I should’ve gotten AT&T

By pcpaul

Howdy Howdy,

Good gracious, I feel so out of touch.  I thought I was with the most powerful military in the world!!! Where the eff is my internet?  I had like 15 vampire bites on facebook.  APPARENTLY the internet is highly requested, and since I’m not even like a soldier and I don’t have a news organization backing me, I don’t get satellite time as often as I’d like.  An AT&T wi-fi card would be crushe right now…so would a shower.

It’s like 2:30AM over “here” and we had a fairly routine week in this Sandbox…and by “routine” I mean “routinely” feeling like my heart was having diarrhea and realizing that sweat is not infinite, that after all the moisture is gone, you simply start incinerating.  This place is hotter than Satan’s asshole.  I don’t know how these guys endure this heat, or maybe this is a testament to my cushy middle class bubble-wrapped life.

I heard the Dark Knight came out last week to a ridiculous opening.  I would totally be there nerding it up.  A pretty cool soldier I met, Private Driggers, was watching a bootleg version in his bunk the other night.  I watched most of it, but found myself passing out right in the middle and the Korean dude filming it kept coughing.  I can’t believe how much money that thing made.  We need Batman over here, someone who doesn’t follow protocol and doesn’t care.  Despite what horror stories you might hear, though, our boys aren’t burning babies.  Most of them have babies waiting on them back in the States.  That kind of cheap-shot journalism makes me angry.

On an even more serious note, we’re shipping out tomorrow to go on some sort of recon mission.  I’m a little nervous, not because it’s a mission, but because of its circumstances.  You may or may not know that Iran recently fired test missiles and broadcasted it to flex nuts to anyone watching.  This may or may not be a big deal, I’m not sure how concerned I would be yet.  All the troops do here is shrug their shoulders.  They seem to take everything in stride, almost like they expect it.  I thought I would be going North, toward Baghdad, over the course of a few weeks, but it seems like we might be going Southeast.  Maybe toward Dubai?  I’m not sure.  Like I said, they don’t tell me much.  But, from what I can gather, the threat by Iran to seal off the Straight of Hormuz, through which 40% of the world’s oil travels, poses a BIG threat.  I hear gas prices back home have spiked this summer.  Good thing I sold my truck.  I’m assuming we’llstart by going to Qatar, that seems to be the most logical choice since, well, we have a base there and, well, I was just there.  I was hoping to see parts of Iraq that I read about on the news, but that might have to wait.  But it does mean a shower!
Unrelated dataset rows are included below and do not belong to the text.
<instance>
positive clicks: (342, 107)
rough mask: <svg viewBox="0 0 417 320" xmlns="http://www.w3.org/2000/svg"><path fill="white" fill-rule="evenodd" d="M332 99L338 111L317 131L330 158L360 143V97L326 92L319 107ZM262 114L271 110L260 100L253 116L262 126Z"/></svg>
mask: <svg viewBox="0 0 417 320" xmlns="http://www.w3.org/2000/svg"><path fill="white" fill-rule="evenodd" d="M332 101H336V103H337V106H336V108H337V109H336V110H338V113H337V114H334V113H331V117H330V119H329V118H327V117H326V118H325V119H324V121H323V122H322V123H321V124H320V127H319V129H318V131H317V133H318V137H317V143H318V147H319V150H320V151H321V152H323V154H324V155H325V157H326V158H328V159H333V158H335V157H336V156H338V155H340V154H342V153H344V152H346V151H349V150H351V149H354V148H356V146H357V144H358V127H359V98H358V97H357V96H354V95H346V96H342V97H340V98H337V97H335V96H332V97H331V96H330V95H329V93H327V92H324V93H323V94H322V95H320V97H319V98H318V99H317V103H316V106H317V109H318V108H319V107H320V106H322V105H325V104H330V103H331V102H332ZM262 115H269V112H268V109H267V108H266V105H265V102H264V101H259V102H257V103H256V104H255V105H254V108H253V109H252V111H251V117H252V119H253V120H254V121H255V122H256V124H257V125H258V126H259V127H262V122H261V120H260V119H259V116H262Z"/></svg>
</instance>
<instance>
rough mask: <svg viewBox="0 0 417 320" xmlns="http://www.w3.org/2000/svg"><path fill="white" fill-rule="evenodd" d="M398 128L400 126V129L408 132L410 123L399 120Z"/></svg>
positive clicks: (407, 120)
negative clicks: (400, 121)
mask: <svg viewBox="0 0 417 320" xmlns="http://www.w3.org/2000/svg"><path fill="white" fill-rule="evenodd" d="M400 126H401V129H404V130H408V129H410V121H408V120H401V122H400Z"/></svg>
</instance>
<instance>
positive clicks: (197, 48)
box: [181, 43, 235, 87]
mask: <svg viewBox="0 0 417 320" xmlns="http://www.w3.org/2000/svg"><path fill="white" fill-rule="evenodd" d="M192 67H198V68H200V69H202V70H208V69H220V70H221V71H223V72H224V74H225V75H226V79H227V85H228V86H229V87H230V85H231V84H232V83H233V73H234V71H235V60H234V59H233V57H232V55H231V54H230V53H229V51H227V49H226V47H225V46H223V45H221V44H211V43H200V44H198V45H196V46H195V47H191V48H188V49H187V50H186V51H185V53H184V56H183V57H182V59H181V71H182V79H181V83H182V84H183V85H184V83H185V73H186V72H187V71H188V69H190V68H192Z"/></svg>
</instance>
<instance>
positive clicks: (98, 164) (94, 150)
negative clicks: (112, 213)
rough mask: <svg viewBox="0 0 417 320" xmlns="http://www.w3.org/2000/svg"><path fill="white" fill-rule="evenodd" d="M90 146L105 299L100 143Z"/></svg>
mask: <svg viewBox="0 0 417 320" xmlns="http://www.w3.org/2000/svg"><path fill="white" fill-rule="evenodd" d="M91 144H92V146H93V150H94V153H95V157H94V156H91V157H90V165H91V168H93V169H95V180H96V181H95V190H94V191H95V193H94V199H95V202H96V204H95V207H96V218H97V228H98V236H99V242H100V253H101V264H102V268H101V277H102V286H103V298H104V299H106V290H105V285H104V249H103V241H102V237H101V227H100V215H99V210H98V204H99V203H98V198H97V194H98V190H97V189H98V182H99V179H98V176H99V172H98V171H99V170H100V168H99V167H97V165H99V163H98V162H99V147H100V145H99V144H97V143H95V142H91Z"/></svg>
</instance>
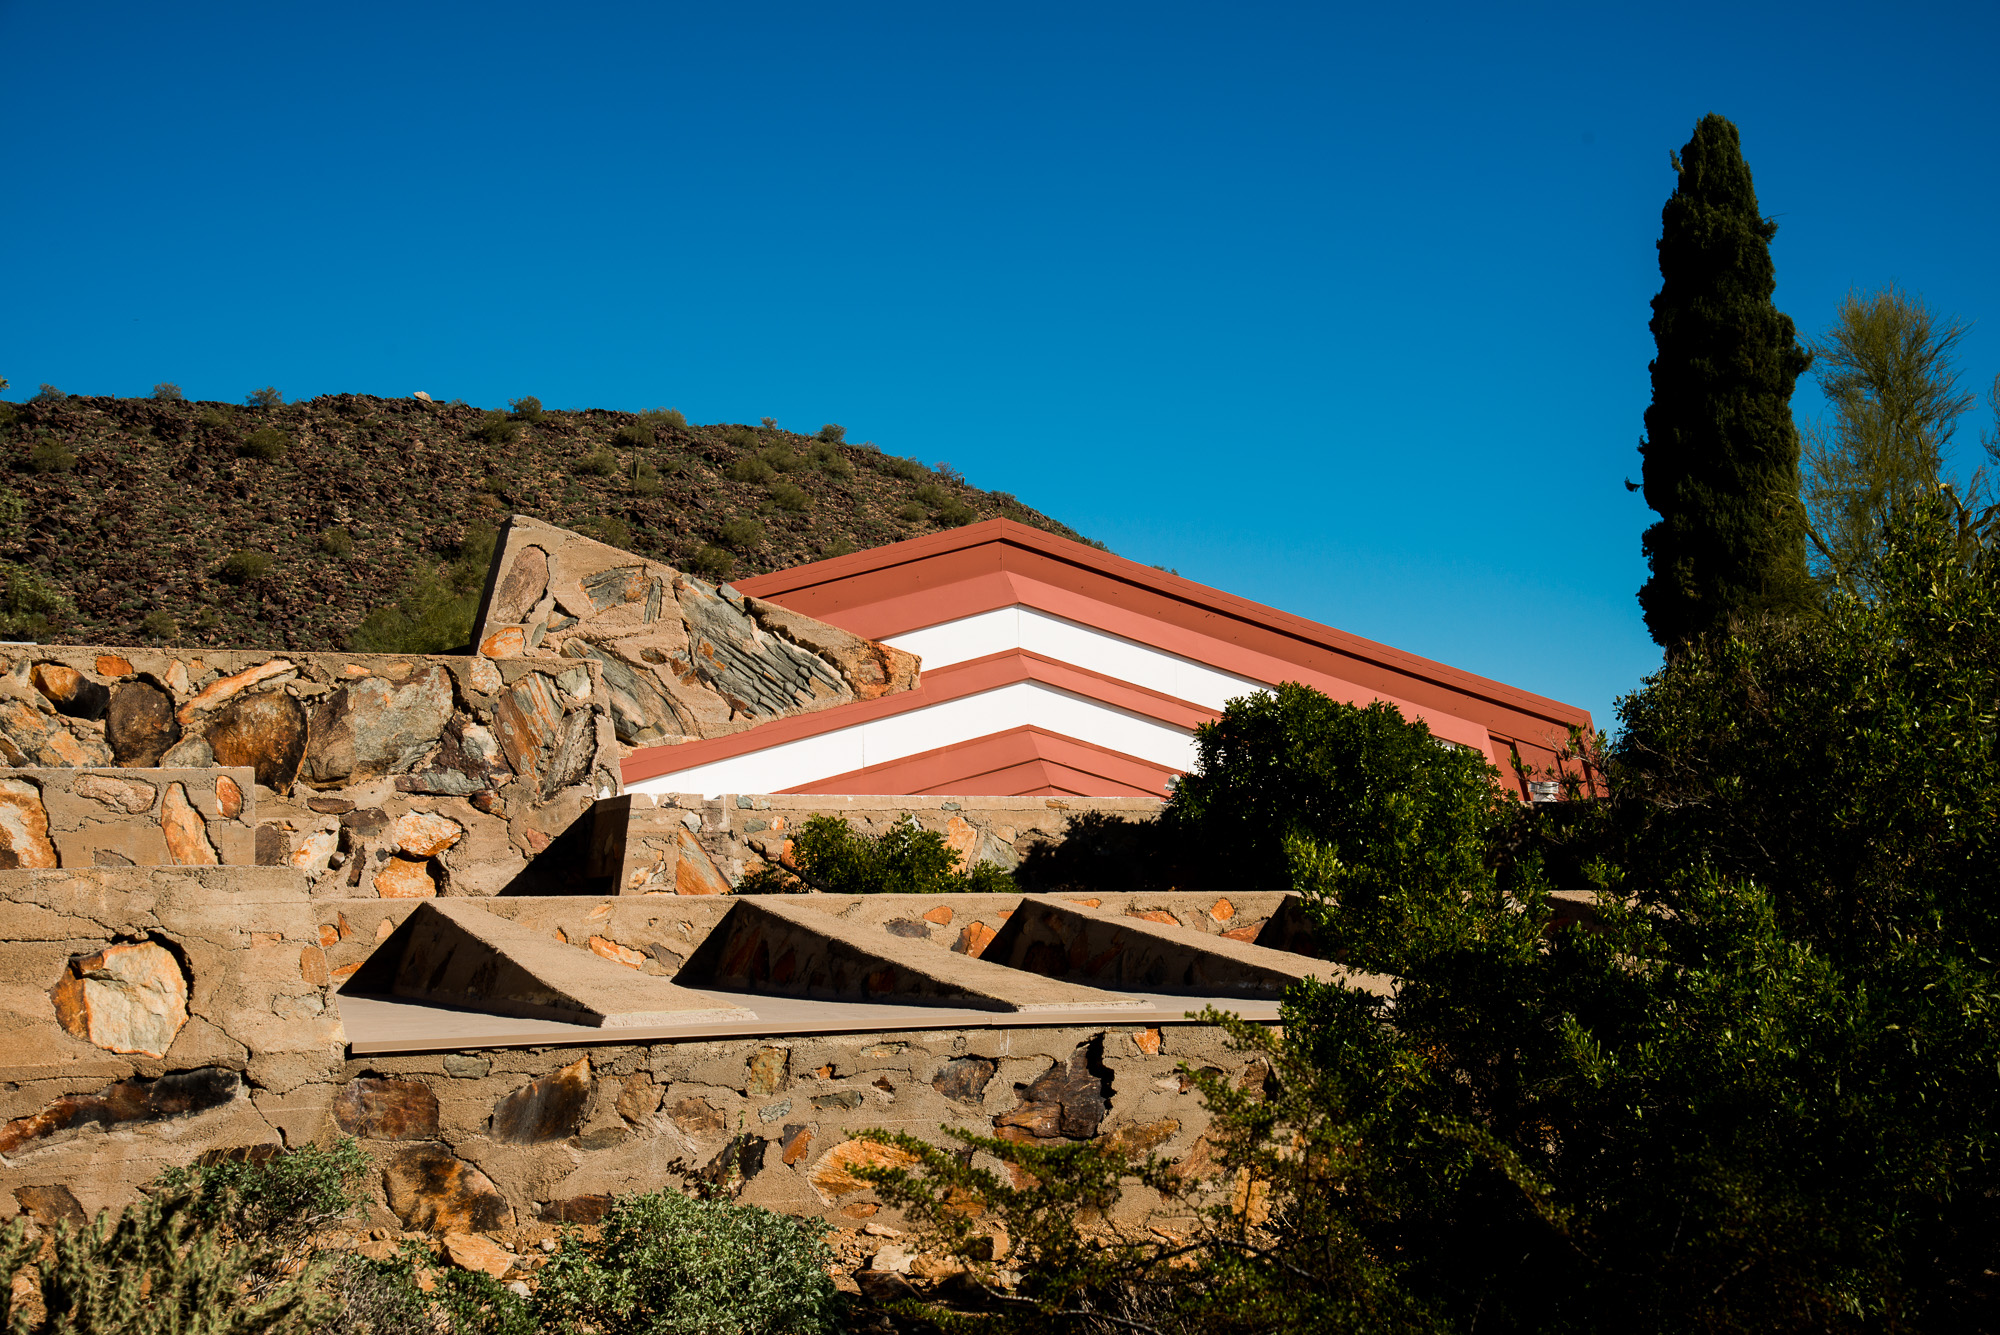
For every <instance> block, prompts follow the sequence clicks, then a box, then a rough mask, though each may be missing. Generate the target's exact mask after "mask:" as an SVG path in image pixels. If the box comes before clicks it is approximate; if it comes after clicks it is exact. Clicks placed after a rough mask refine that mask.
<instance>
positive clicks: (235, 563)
mask: <svg viewBox="0 0 2000 1335" xmlns="http://www.w3.org/2000/svg"><path fill="white" fill-rule="evenodd" d="M270 564H272V560H270V554H268V552H250V550H244V552H230V554H228V558H224V562H222V578H224V580H228V582H230V584H250V582H254V580H262V578H264V576H268V574H270Z"/></svg>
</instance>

I do know this, though.  Nuclear weapons still pose a threat today, even though my generation never really grew up under the shadow of the Cold War.  I don’t necessarily worry about a global nuclear war, but I do worry about the destruction that a hand full could do to a few strategic cities.  Iran just might be batshit crazy enough to use them too.  It might not be this week, or next month, or this year.  I do believe, however, that if we don’t douse this fire, we might even look back on these days, however turbulent, with envy.  A real nuclear threat would change everything.  A real nuclear detonation changes things forever.  There is no going back.  Not trying to get phylisophical, but this kind of chatter makes me nervous, escpecially when the military reacts, like we are now.  You never know when a few falling pebbles are preceeding a landlside.

Otherwise, I’m in good spirits.  British Reporter Hottie emailed me!  She left Qatar 2 days before I did.  She’s in Kandahar, Afghanistan now I think.  Totally wanted to V-Chat her, but it might be too early for that.  I did find out that she likes Rush’s 2112 album, though, so yeah, going ring shopping tomorrow.
~Paul

“You’re gonna stand there, and tell me you don’t have no whistling bungholes, no spleen spliters, whisker biscuits, honkey lighters, hoosker doos, hoosker donts, cherry bombs, nipsy daisers, with or without the scooter stick, or one single whistling kitty chaser?”